A sunny day, at last! I left the Opera early in the morning, wearing a thin summer dress for the first time in months. I felt like dancing, singing, spinning, right there on the streets, under the warm sun! I walked in a fast pace to the bakery where my mother had started working part-time.
The smell of fresh-baked bread was lingering in the air, and it could be sensed many houses away. Everybody seemed pretty invigorated that morning, a lot of talking going on in every store, the street vendors pacing madly among the people on the sidewalks, announcing their products loudly.
I entered the bakery with a wide smile to my mother, who was buried behind the pile of packets to be delivered at the clients' residences. I heard the glass door slamming behind me.
"Good morning, Mom!" I said enthusiastically.
"It may be morning for you, young lady, but for me work has begun a long time ago," she complained.
"Eh, what a nice mood we are in!" I teased, making a face.
Fortunately, her stern look dissolved into a light expression. "Grab a bread for yourself, Meg."
I went behind the counter in the back of the store, greeting the owner of the establishment. He seemed to be a nice old man, for the little I had heard from him. He grabbed a small cake, with a secretive smile, and threw it inside the bag I had gotten. I thanked him, laughing.
"Meg, don't forget to take an extra bread for Marcelle!" my mother yelled to me.
I did so, and left the bakery. "It has been quite a while since I've last talked with Marcelle," I thought. I missed her.
She had been my friend since the very time I arrived at Paris. Things were a lot harder then, and although my first impression of the city had been very generous, it didn't take me long to realize it was all an illusion. Paris was a nasty city, even worse at that time. All I could remember was the cold; a winter very similar to the one we had just had, keeping me inside the apartment.
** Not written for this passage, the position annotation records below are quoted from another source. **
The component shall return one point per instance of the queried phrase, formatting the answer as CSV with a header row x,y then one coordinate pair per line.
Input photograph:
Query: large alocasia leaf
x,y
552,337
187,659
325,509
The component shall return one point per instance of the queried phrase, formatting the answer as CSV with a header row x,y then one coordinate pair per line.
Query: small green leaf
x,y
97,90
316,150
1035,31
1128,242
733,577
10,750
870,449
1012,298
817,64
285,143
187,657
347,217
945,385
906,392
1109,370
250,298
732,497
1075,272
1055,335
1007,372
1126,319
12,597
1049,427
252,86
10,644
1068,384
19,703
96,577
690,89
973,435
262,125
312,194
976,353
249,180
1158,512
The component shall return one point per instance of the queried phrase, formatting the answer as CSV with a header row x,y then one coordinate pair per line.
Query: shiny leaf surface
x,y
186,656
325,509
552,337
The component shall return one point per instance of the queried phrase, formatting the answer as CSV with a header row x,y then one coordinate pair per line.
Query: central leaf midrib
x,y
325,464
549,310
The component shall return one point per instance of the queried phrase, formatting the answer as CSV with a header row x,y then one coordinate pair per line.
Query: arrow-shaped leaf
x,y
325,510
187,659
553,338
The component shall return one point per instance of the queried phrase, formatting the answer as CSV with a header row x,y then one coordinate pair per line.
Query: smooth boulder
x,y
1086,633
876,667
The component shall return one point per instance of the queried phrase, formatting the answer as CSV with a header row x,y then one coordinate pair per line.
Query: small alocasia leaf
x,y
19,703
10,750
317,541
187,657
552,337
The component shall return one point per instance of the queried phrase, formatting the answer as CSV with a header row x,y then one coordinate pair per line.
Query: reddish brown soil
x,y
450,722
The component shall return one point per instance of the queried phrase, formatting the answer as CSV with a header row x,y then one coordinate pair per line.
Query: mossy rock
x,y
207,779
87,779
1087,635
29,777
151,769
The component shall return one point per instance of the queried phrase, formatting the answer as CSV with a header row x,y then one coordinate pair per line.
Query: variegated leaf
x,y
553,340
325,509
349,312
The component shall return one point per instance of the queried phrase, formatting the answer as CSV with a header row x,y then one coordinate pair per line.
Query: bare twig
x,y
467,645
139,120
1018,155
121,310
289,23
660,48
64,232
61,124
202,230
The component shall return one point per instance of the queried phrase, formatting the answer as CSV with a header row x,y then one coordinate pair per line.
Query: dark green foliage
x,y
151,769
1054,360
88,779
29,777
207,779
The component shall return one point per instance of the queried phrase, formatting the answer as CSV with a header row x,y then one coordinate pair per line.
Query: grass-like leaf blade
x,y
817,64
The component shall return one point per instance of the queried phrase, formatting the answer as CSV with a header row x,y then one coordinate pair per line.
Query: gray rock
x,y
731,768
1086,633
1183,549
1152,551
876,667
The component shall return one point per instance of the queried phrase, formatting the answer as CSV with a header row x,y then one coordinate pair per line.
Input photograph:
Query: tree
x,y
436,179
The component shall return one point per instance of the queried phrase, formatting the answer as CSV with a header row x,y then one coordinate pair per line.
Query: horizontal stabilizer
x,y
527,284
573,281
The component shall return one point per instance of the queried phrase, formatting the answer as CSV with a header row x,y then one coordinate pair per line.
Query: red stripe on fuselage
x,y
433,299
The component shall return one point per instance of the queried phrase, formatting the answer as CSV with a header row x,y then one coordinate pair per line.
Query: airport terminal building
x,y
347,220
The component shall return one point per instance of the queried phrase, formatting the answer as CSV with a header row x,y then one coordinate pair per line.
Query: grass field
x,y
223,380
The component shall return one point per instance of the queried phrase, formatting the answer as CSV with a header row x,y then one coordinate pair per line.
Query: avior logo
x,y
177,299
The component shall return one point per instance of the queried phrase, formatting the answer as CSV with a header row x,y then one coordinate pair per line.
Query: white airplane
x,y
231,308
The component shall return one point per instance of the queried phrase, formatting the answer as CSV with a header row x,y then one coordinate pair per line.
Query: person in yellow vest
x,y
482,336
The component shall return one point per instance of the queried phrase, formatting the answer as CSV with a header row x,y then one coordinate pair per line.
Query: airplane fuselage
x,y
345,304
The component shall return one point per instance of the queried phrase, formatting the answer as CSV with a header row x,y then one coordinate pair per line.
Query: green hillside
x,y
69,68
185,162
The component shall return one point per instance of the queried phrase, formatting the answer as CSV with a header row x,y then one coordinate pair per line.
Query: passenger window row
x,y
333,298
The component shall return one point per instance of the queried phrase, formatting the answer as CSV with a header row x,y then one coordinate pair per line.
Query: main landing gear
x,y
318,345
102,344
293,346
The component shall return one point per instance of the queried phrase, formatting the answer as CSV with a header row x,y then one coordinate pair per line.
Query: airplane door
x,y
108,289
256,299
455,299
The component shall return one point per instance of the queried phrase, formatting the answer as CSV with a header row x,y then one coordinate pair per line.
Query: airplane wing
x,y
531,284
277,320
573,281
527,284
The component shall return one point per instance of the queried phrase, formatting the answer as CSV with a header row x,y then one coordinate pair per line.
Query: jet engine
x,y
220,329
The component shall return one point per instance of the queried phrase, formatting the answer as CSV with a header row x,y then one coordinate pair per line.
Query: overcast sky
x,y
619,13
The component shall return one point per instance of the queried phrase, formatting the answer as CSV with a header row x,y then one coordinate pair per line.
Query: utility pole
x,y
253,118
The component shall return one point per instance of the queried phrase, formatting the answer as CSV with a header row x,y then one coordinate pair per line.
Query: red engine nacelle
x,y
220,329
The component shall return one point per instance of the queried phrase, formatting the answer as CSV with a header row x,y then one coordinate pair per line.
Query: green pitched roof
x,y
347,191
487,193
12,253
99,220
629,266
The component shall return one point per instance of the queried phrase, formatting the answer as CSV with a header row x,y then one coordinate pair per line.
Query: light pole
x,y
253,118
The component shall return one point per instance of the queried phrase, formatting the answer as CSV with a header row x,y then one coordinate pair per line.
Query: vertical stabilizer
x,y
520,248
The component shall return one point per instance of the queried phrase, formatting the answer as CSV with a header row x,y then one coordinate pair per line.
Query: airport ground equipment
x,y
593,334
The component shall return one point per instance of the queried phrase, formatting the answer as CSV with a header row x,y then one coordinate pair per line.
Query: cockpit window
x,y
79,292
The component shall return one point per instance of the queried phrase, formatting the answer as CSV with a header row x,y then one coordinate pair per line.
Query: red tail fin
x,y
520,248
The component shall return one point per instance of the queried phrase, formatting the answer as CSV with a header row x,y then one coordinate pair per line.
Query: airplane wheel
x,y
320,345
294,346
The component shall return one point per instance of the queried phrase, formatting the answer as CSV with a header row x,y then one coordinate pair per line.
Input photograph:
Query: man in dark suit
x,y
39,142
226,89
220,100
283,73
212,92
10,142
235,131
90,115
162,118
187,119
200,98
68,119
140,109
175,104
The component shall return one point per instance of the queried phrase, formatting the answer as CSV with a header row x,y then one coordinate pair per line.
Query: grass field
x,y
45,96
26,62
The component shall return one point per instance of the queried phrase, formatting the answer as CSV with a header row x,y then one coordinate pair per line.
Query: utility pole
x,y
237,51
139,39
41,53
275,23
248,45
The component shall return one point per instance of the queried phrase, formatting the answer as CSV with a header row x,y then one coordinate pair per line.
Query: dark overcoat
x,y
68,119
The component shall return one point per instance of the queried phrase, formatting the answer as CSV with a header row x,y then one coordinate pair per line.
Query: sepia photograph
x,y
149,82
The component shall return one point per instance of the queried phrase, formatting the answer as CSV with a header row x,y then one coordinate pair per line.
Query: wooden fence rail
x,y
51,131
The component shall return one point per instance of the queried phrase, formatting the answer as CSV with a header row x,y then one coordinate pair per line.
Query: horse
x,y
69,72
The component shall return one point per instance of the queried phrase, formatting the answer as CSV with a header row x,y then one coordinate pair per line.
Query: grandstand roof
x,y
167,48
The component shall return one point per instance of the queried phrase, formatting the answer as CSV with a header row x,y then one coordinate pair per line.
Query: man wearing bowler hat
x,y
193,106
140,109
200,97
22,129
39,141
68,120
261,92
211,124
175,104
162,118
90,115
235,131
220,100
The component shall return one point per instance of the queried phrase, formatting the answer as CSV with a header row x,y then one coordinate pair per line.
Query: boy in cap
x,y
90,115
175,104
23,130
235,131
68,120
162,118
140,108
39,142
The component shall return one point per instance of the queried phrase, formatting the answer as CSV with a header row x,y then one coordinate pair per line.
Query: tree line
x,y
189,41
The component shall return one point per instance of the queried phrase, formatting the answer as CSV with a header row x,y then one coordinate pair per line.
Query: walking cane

Ah, that apartment...how I hated it! It was not only the fact that it was located in one of the worse suburbs of the city, but the sensation of claustrophobia it would give me. It was not before six months living in Paris that we managed to move to the Opera, and until that happened, I was left inside four walls in the most absolute and detestable boredom.
I couldn't understand my mother's reasons by then. Or better - I could, but I didn't accept the fact that family problems had taken me away from the village I lived in, from country school I used to attend, and from the friends I used to have. And above all, I hated having so much free time and not being able to do anything useful with it.
Books became my world. I spent months on end dutifully reading and rereading whatever I could lay my hands on. I would spend days travelling in fantastic stories, learning new things, seeing pictures of far places...and yet I longed for a real life. I didn't care for fairy tales.
Marcelle was my blessed escape from them. One day, at last, I decided I was definitely tired of all that, of being enclosed in a dark and poorly heated place, and went for a walk around the city. I was eleven years old, I think, and my mother got really mad when she found out I had been wandering around, unaccompanied, in one of the most dangerous parts of the town.
I saw Marcelle for the first time in a neighborhood park. She was a year younger than me, but looked a lot older and bigger. She was smoking a little cigarette. I sat close to her and initiated some conversation, out of my loneliness. She laughed at my country accent and said I needed to learn a few things about Paris in order to like it. From that day on, we became inseparable friends.
Remembering those things, I began to laugh to myself, drawing stares from people passing on the streets. I laughed even more then, amazed at how easily people judge you, and how quickly they cast you reproving looks. That made me think of Erik, as everything seemed to lately.
Was he able to go out on the streets at all? I'm sure his mask would look very odd in the streets of Paris, especially accompanied by his immaculate black outfit. Besides, knowing a little of Erik's short temper, I don't think he would take people glaring at him, with that stupid expression on their faces.
He probably felt as lonely and bored in his cellars as I did in my old apartment...
The sun was stronger now, making me squint as I looked for Marcelle on the boulevard. She jumped from behind me, giving me a big scare. We embraced each other, laughing loudly.
"So, Margarette Giry, start telling me everything about our Monsieur Prince Charming!"